Well this is becoming quite the occurrence isn’t it...
Another late, late show, this time at the UniBol and it was Miller time again for the Whites, as their territorial dominance over Barrow eventually paid dividends to send us into 7th heaven and into the play-off places, for now.
Not an easy MOTM decision this one.
A number of players delivered solid, if unspectacular performances that suggested a team playing well but without that je ne sais quoi to put teams like Barrow, content to deploy a low block and sit in for a point, to the sword.
As is almost stating the obvious now, Ricardo Santos, who put pen to paper on a one-year extension today that ties him to the club until the summer of 2023 (or more likely until a club higher up the pyramid pays what we want for him), was untroubled and coasted through the game in the main. It was his partner-in-crime Alex Baptiste who tended to deal, and deal capably enough, with the threat Scott Quigley’s strong running and upper-body strength provided in sporadic bursts.
The rest of the side played what I would call their ‘average’ game, in that they did the things I expected them to do, given their level of talent and in their current form. Perhaps with the exception of lone front man Eoin Doyle, who seemed a little off-the-pace and fatigued perhaps. One dopey touch when a first-time shot would’ve been the better option in the first-half, being a particularly pertinent example of him lacking the speed and perhaps clarity of thought that we’ve come to expect from the normally reliably sharp Irishman.
The one player who stood out to me as playing above the level I’ve come to know from him, was a Welshman who’s been playing second fiddle to his opposite full-back Declan John, in regards to a Cymru fans love-in recently.
That man was right-back Gethin Jones, who I felt was pro-active, forward thinking and committed to getting Wanderers up the pitch all afternoon, whilst dealing with any defensive work calmly and without fuss.

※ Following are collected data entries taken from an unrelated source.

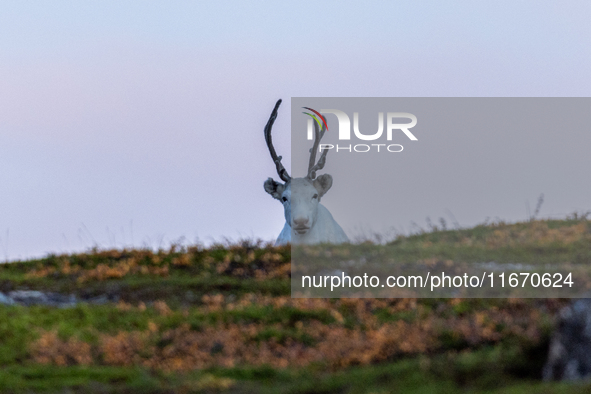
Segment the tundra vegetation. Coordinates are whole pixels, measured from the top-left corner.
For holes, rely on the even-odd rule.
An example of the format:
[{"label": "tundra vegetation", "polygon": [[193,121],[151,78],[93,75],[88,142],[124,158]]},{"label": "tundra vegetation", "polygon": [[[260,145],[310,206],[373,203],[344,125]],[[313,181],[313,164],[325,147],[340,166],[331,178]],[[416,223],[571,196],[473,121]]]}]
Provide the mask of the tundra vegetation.
[{"label": "tundra vegetation", "polygon": [[[368,244],[331,246],[362,257]],[[429,231],[397,261],[591,263],[585,217]],[[323,247],[323,249],[326,246]],[[0,265],[2,393],[583,393],[541,381],[564,299],[292,299],[289,246],[102,250]],[[102,296],[102,298],[100,298]]]}]

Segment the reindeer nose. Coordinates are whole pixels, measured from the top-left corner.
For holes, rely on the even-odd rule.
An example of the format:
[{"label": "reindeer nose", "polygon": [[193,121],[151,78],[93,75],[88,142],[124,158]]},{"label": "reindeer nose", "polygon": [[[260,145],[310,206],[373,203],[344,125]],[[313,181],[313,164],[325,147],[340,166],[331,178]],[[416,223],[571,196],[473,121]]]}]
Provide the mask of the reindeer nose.
[{"label": "reindeer nose", "polygon": [[294,219],[293,224],[295,224],[296,227],[305,227],[306,225],[308,225],[309,221],[310,221],[310,219],[307,219],[307,218],[306,219],[304,219],[304,218]]}]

His saving tackle with his trailing leg as Barrow burst forward, in one of only a handful of forays into our defensive third all afternoon, was superb in its timing, importance and execution. I also felt he did more than most to inject purpose and a sense of urgency into our play that is absolutely necessary if you are to break down the type of defensive wall that Barrow caretaker manager Rob Kelly evidently felt was his side’s best avenue in taking something back up the M6.
I was a little concerned at first when Harry Brockbank was injured, as although I’ve been impressed with Jones’ defensive diligence in his displays, I felt he lacked the thrust and also the acceleration that I think Brockbank has in his locker at right-back. I think he provided this on Saturday to a better extent than I’ve seen all season.
The beauty of doing this article later than normal meant I was able to read on the BEN his interview with Marc Iles, someone who has consistently extolled the virtues of the reliable ex-Everton defender. It is clear he is a deep thinker about the game and it is encouraging that he describes how he is always observing how the best exponents of his position play, with the sole aim of facilitating an improvement in his own game. Since our switch to a back four he has benefitted greatly, as despite his attacking improvements on show recently, he is never a right wing-back in my humble opinion.
Now that fans-favourite Brockbank is back from injury and pressing Jones for his place, I am hopeful the level Gethin found in this game can be repeated so he staves off the challenge of the 22 year-old academy graduate.
Having hungry, capable players waiting in the wings and chomping at the bit to get minutes is so beneficial at this stage of the season and I don’t think enough kudos has been given to Football Ventures for their sterling work in backing Ian Evatt in January.
I think if you’d said at the end of the Summer transfer window that in January we would sign Kieran Lee, Declan John, a player with the natural talent of Dapo Afolayan and Marcus Maddison too, despite the latter not having a real run of minutes to show off his undoubted pedigree and quality yet, you would of thought it fanciful we would attract that quality of player. Even more so when you take into account the league position we found ourselves in.
Huge thanks must go to Sharon for making it happen and giving Evatt the best possible chance to turn what looked like the nightmare season to end what’s been a decade of them, with an unrelenting surge for the most unlikely promotion seen since Bruce Rioch’s halcyon days.